Adrian Ghiță


Experienced Business Development Manager with a demonstrated history in the industrial energy and environmental services field, Adrian Ghita graduated the Bucharest Polytechnic Institute - aeroengines engineering department and he completed his studies with an MBA course (ASE – Bucharest and Conservatoire National des Arts et Metiers – Paris). 

He has strong professional results in the development and management of "turn-key "energy efficiency, renewable energy, waste to energy (or waste to fuels), industrial utilities and environmental projects, working within multinational companies like Shell Gas Romania, Butagaz – France, Lukoil Romania and Veolia Romania. Also, he activated within a start-up company, Societatea pentru Energie – Generare si Servicii (SE-GES) SA, owned by Investment Funds present in Romania, such as the Romanian American Enterprise Fund or Balkan Accession Fund.

Adrian has relevant practical experience covering the entire process of due-diligence for industrial activities, energy audits and financial analyses required for energy efficiency and energy renewable investment projects, including ‘Build-Own-Operate-Transfer’ (BOOT) contracts for cogeneration units or several ESCO contracts with industrial companies from Romania.  

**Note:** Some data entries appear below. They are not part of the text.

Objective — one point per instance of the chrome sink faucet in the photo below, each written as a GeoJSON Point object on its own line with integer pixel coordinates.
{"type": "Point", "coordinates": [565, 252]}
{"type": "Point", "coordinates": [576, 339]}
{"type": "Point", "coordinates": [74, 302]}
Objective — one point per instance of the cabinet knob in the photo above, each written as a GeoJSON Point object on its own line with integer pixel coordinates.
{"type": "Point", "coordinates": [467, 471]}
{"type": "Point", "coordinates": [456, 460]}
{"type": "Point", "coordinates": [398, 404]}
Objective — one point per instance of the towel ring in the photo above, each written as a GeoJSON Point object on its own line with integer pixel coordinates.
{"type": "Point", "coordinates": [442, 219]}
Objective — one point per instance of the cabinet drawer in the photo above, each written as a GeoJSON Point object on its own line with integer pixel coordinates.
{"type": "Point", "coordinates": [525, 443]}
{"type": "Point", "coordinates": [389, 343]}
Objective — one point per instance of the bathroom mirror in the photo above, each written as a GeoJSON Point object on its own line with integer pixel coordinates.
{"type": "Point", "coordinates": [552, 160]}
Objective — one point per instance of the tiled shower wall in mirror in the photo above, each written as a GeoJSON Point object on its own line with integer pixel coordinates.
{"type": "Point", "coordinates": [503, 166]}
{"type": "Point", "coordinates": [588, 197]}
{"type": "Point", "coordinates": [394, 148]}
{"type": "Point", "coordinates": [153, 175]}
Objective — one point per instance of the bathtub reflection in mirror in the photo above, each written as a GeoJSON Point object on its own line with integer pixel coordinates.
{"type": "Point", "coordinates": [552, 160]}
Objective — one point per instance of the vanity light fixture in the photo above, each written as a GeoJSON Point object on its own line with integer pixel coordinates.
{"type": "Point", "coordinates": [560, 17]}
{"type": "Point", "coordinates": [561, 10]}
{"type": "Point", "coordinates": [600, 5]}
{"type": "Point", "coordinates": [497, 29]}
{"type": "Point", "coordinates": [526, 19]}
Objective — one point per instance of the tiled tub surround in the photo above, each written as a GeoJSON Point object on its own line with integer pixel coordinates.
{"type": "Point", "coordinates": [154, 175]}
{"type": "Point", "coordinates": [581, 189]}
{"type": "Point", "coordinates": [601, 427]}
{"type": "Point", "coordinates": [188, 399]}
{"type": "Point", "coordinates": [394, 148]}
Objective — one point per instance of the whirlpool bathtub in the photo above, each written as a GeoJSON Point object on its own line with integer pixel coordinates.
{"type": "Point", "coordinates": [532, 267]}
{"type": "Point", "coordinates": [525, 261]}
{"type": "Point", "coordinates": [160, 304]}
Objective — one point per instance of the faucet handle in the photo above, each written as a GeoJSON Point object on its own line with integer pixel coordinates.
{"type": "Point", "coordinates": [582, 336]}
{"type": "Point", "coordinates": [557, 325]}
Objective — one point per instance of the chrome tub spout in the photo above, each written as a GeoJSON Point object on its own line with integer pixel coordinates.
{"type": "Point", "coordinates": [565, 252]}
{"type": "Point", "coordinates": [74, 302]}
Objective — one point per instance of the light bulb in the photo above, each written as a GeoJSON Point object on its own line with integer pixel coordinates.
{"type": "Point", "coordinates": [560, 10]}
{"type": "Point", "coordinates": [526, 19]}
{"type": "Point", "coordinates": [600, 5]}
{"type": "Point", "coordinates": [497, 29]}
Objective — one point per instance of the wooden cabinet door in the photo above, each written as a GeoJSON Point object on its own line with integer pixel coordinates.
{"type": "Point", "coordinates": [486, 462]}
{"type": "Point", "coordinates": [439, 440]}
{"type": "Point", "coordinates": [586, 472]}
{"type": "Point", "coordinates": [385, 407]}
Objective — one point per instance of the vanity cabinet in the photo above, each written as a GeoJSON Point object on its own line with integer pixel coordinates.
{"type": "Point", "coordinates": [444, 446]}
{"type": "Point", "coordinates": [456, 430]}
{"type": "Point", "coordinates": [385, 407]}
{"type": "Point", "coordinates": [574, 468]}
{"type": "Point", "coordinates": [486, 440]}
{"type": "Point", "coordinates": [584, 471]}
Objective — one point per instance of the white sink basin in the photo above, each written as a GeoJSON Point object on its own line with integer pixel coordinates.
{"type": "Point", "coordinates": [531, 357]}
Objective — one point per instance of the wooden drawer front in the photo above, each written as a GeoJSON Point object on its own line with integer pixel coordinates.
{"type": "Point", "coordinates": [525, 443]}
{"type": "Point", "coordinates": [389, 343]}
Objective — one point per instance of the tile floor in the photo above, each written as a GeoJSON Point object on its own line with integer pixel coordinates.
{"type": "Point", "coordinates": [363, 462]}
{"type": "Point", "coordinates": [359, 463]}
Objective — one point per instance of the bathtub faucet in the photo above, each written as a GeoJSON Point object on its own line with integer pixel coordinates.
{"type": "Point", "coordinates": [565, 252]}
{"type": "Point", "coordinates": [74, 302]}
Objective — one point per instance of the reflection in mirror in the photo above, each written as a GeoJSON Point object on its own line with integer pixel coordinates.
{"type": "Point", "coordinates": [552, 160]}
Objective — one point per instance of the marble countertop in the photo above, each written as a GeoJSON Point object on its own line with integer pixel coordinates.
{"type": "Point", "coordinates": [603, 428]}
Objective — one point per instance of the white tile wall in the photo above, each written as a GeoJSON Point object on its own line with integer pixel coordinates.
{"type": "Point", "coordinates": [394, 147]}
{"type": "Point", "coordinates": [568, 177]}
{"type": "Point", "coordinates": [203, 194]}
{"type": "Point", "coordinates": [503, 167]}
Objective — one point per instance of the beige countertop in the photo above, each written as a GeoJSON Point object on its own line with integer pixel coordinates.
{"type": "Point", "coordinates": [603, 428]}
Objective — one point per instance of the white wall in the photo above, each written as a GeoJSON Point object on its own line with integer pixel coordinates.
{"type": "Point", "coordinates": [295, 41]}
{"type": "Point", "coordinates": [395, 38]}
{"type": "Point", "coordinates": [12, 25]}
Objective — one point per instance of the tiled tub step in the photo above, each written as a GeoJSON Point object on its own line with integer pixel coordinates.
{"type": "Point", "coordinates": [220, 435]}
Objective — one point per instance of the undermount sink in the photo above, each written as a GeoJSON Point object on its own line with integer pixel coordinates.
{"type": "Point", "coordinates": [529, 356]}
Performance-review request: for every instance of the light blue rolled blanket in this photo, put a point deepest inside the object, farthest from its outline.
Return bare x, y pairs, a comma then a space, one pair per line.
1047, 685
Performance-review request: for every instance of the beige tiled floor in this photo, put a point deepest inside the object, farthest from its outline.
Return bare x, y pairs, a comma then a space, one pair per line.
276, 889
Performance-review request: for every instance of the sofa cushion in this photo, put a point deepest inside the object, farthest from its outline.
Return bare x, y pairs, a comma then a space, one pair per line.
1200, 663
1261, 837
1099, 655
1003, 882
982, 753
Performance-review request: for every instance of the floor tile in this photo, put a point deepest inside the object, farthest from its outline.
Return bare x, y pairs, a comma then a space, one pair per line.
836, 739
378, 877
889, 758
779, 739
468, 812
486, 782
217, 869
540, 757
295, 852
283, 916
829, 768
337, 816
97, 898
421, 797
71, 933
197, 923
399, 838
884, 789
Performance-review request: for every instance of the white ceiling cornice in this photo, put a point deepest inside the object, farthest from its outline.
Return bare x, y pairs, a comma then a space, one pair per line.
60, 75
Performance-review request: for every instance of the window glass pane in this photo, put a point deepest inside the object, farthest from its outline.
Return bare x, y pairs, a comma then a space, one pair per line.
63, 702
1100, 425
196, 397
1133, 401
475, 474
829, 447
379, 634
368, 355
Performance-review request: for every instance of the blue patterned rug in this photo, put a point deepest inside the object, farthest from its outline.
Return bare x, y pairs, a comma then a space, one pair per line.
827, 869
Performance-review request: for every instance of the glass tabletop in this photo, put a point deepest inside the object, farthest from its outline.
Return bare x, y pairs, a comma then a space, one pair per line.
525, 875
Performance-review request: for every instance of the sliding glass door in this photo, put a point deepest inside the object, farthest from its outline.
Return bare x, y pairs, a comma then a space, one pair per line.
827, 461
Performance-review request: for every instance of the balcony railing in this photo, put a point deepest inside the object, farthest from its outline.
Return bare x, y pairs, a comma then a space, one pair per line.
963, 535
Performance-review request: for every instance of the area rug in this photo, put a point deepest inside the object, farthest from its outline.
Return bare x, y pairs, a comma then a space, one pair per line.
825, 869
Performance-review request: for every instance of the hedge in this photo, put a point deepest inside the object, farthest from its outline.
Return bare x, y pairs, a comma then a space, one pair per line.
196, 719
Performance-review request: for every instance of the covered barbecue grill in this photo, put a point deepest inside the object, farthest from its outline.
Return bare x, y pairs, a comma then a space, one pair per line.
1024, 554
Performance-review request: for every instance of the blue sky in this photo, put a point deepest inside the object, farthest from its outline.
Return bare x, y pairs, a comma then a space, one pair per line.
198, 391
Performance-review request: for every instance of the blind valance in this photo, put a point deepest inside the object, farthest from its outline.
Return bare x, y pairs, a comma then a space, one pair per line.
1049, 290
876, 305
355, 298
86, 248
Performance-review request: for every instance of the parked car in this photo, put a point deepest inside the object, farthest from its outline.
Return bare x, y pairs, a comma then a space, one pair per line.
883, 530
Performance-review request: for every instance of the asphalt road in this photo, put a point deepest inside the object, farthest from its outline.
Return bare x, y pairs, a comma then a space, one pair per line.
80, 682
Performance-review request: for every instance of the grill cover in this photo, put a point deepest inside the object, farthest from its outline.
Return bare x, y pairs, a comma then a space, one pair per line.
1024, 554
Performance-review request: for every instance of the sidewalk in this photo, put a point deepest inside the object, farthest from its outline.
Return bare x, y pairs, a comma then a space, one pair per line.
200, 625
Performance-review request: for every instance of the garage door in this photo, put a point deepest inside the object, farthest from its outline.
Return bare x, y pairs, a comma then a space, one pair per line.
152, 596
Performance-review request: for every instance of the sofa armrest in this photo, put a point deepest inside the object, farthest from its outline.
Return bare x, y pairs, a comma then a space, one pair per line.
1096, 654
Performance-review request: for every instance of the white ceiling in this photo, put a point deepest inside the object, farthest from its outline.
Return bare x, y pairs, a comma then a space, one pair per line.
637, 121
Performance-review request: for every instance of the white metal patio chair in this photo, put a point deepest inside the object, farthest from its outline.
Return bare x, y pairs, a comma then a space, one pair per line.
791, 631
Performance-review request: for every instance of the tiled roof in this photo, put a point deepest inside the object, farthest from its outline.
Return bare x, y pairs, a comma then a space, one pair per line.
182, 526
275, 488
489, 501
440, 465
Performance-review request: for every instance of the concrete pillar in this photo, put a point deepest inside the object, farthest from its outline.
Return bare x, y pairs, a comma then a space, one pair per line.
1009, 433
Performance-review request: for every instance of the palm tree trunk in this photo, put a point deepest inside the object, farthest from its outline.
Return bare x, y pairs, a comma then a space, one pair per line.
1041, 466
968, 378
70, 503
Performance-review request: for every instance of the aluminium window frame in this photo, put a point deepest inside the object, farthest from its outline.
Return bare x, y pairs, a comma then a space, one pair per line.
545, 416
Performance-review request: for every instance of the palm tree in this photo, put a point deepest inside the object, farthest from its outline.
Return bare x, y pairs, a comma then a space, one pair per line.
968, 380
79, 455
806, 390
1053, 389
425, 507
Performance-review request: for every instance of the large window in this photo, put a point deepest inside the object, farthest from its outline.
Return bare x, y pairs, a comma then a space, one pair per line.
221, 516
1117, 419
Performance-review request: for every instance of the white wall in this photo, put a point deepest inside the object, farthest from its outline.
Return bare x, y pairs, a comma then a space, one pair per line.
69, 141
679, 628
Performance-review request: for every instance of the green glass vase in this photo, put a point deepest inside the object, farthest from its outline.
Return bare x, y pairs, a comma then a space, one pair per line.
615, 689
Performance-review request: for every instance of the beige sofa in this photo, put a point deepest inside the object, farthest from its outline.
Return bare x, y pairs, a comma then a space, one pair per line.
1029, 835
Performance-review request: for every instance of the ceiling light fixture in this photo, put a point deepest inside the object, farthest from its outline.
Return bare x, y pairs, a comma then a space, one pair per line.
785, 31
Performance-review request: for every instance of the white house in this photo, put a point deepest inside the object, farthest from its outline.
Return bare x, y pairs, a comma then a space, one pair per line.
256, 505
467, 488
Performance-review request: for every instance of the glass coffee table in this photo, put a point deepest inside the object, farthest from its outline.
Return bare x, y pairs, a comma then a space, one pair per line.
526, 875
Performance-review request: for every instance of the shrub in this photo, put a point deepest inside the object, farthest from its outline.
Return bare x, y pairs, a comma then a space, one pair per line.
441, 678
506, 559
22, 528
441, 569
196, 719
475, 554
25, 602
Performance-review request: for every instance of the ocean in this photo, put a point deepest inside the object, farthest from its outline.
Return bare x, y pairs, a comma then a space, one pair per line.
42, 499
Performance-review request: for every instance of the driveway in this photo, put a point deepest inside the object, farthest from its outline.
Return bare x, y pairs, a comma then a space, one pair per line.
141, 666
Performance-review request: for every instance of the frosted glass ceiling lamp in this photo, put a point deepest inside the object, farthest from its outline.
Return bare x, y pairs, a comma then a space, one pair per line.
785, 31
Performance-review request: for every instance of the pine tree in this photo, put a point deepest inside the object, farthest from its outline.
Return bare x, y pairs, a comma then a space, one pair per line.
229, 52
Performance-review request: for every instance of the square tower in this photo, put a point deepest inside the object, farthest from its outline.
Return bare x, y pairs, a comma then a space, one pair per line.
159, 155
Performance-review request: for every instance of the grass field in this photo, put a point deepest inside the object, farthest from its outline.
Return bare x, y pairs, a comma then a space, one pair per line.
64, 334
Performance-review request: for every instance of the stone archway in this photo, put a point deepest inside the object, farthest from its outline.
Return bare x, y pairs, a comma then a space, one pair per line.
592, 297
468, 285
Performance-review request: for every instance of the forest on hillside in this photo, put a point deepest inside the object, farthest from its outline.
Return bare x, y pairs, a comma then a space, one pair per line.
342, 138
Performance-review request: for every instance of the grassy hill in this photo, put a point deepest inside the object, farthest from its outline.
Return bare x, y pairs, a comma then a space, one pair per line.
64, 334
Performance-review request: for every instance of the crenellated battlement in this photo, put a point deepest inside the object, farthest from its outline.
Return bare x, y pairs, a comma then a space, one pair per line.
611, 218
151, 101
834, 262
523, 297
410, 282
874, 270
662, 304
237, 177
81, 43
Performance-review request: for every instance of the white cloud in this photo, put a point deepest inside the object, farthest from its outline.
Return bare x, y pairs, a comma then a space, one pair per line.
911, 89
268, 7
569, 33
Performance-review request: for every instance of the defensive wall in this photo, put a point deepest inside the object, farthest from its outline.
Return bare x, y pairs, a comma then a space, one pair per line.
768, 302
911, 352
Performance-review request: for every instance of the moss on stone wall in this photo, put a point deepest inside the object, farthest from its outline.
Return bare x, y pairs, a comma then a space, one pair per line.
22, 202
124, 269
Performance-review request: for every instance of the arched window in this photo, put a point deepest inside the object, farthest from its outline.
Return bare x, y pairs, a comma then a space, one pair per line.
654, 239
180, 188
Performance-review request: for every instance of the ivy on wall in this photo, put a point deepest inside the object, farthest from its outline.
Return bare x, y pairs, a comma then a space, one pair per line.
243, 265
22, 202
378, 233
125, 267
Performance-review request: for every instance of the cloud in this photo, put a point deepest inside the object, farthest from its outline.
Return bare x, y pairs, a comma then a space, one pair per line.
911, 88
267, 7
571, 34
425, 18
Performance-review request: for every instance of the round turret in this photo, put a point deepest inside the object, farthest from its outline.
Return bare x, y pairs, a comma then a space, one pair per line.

Since 2021, Adrian Ghita took over the role of Executive Director of the Romanian Energy Efficiency Fund, a financial organization of national interest, dedicated exclusively to financing the energy efficiency and renewable projects of private or public institutions in Romania.

12:00-12:45 Panel 4

Forum November 9

The future role of energy in Manufacturing. Energy Security

Energy security—the continuous availability of energy in varied forms, in sufficient quantities, and at reasonable prices—has many aspects. It means limited vulnerability to transient or longer disruptions of imported supplies. It also means the availability of local and imported resources to meet, over time and at reasonable prices, the growing demand for energy. Political, environmental challenges, liberalisation and deregulation, and the growing dominance of market forces all have profound implications for energy security.